Sausages are probably the most popular and delicious street food in the Czech Republic, and many streets in the big cities have countless stalls selling them alongside sauerkraut. Adding them to a warm and comforting goulash dish alongside potatoes and mushrooms will give you a delicious dish that you won’t be able to stop eating even in the hot summer months. You can use any kind of sausages you’d like.
Time: 10 minutes
1. Peel the potatoes and cut them into cubes.
2. Peel and chop the onions and tomatoes.
3. Cut the mushrooms into small cubes and slice the sausages.

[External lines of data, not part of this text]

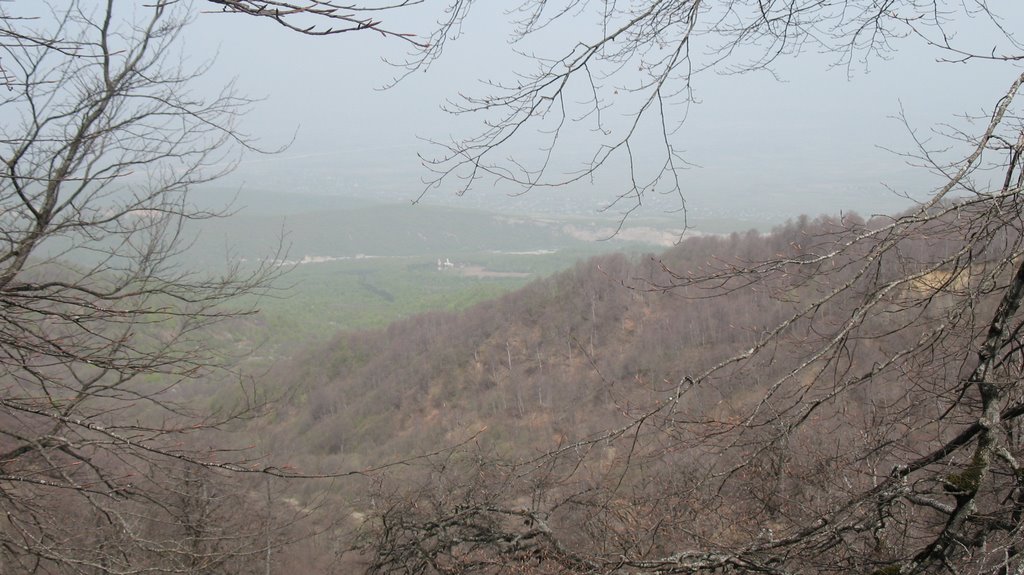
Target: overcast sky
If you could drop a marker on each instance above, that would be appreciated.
(816, 135)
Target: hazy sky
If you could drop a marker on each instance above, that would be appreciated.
(808, 139)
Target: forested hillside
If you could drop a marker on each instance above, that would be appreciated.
(528, 391)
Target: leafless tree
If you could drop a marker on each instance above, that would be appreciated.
(875, 430)
(324, 17)
(101, 325)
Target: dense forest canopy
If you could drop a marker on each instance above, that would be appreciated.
(843, 395)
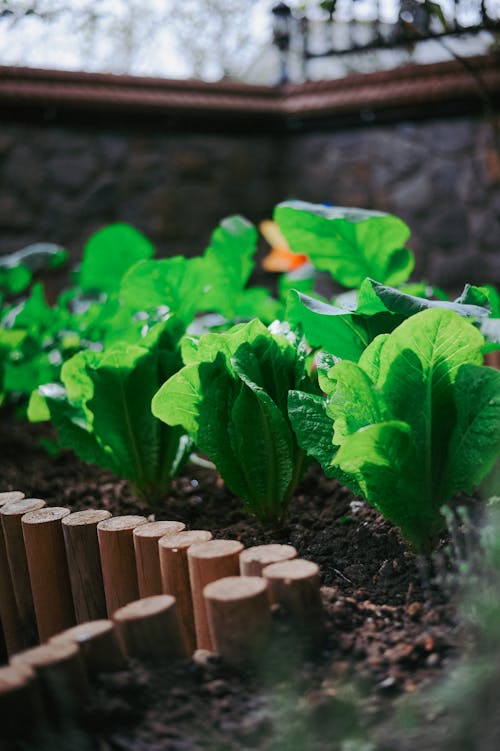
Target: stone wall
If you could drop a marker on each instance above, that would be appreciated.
(60, 183)
(441, 177)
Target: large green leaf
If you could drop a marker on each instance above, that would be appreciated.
(407, 305)
(383, 460)
(175, 284)
(353, 386)
(339, 331)
(349, 243)
(109, 253)
(475, 445)
(313, 428)
(231, 397)
(227, 265)
(104, 410)
(265, 453)
(416, 419)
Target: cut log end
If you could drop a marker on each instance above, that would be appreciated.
(159, 529)
(87, 517)
(46, 515)
(183, 540)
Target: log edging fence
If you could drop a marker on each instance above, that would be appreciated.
(95, 590)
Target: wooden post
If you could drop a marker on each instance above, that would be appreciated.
(295, 585)
(21, 706)
(147, 554)
(175, 578)
(84, 563)
(119, 573)
(11, 515)
(209, 561)
(256, 558)
(9, 616)
(62, 676)
(239, 617)
(98, 644)
(48, 569)
(10, 496)
(149, 629)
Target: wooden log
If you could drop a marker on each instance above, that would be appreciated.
(239, 617)
(295, 585)
(147, 554)
(84, 563)
(21, 706)
(209, 561)
(11, 515)
(148, 628)
(62, 676)
(116, 547)
(9, 616)
(10, 496)
(175, 578)
(98, 644)
(48, 570)
(256, 558)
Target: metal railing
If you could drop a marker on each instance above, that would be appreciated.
(343, 27)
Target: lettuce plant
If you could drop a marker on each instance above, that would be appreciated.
(346, 328)
(231, 398)
(102, 410)
(349, 243)
(415, 421)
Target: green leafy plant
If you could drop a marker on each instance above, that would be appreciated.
(346, 330)
(231, 398)
(416, 420)
(349, 243)
(102, 410)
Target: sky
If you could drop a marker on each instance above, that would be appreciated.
(138, 36)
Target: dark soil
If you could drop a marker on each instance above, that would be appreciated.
(388, 630)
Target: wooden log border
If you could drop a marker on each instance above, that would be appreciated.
(131, 630)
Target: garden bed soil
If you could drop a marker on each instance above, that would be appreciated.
(388, 630)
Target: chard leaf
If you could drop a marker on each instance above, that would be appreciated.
(231, 397)
(174, 284)
(72, 430)
(14, 280)
(407, 305)
(338, 331)
(353, 386)
(109, 253)
(208, 346)
(382, 459)
(475, 444)
(313, 428)
(265, 453)
(349, 243)
(104, 414)
(406, 384)
(227, 264)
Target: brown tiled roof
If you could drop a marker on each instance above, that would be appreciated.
(412, 86)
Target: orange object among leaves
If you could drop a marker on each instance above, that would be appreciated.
(280, 258)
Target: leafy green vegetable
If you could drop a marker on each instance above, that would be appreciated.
(349, 243)
(212, 282)
(108, 254)
(231, 397)
(415, 421)
(102, 410)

4. Pour the oil and fry the onion over medium heat in a deep skillet for a few minutes until softened. Add the sausages and fry them with the onion for 2-3 minutes.
5. Add the potatoes, tomatoes, and mushrooms, and cook for 2-3 more minutes.
6. Season and add enough water to cover the potatoes. Cook for about 15 more minutes for all ingredients to soften.
7. Sprinkle the parsley and served.
This next main dish is one none of the guests will be able to refuse. The chicken is baked in the oven and filled with mushrooms and parsley, allowing it to win a medal of excellence as one of the less fattening dishes on the local menu.
Time: 10 minutes
1. Pre-heat your oven to 350°F (180°C).
2. Season the mushrooms with black pepper to taste, add the parsley and garlic, and fry for another 2-3 minutes over a low heat.
3. Place the chicken breast on the work surface, cut it on the side to create a pocket and stuff with ⅓ of the fried mushroom mixture.
4. Bake the chicken with the mushrooms in the oven for about 25 minutes.
5. Remove, plate, top with the rest of the mixture, and serve.
If you were in the Czech Republic looking at a dessert menu, you’d probably come across a large selection of dumplings. Dumplings are an integral part of the local cuisine and take up a lot of space on almost every restaurant’s menu. Some are made of bread crumbs, some from potatoes, some are to be eaten as side dishes and some as starters. The following recipe is for a dessert dumpling.
Plums are a very common fruit in the markets throughout the Czech Republic and serve as the basis for a variety of foods, the most prominent of which are sweet and delicious dumplings that are suitable for dessert or even as a light snack on their own.
Time: 10 minutes
1. Mix the flour, egg, and semolina, and milk to create a soft mixture. Knead the mixture until you get a dough.
2. Roll the dough and cut it into squares the size of two plum halves.
3. Wrap 2 plum halves in each square of dough and roll on a floured surface.
4. Pour water into a pot and add salt. Transfer the dumplings to the water and cook until they begin to boil.
5. Once the water begins to boil continue cooking for another 10 minutes.
6. Remove the dumplings from the pot and transfer them to a serving bowl.
7. For the dips, prepare 2 separate bowls: Add melted butter to one bowl, and in another bowl mix the sugar with the cinnamon.
8. Roll each dumpling first in the butter bowl and then in the cinnamon sugar bowl. You can also add a bowl of blueberry jam or honey with nuts, and dip the dumplings into them.